Three-way decision-based Takagi–Sugeno–Kang fuzzy classifier for partially labeled data

Abstract

The salient features of Takagi–Sugeno–Kang (TSK) fuzzy classifiers are their superior nonlinear fitting capability and better interpretability, rendering them widely applicable in the domains of data mining and machine learning. However, using TSK fuzzy classifiers for partially labeled data has received little attention. Based on the three-way decision (TWD) theory, this study proposed a TSK fuzzy model to learn from partially labeled data. First, an adaptive sample weight strategy is introduced for the fuzzy partition of the antecedent part and the cross-entropy loss of the consequent part, respectively. Subsequently, a prototype-based firing strength loss mechanism is proposed to constrain the optimization of the model in the fuzzy representation space.

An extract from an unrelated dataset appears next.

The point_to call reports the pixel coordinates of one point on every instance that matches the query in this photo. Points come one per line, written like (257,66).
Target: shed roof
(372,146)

It employs a TWD strategy based on the entropy criterion to classify samples as useful, useless, and uncertain, where the proposed model enhances the performance by iteratively utilizing a certain number of useful pseudo-labeled samples. Finally, the validity of the model is theoretically analyzed based on the principle of noise learning. The experimental results on UCI datasets demonstrate that the proposed model exhibits superior performance compared with classical semi-supervised methods, even attaining a performance comparable to that of the model trained on all data with ground-truth labels.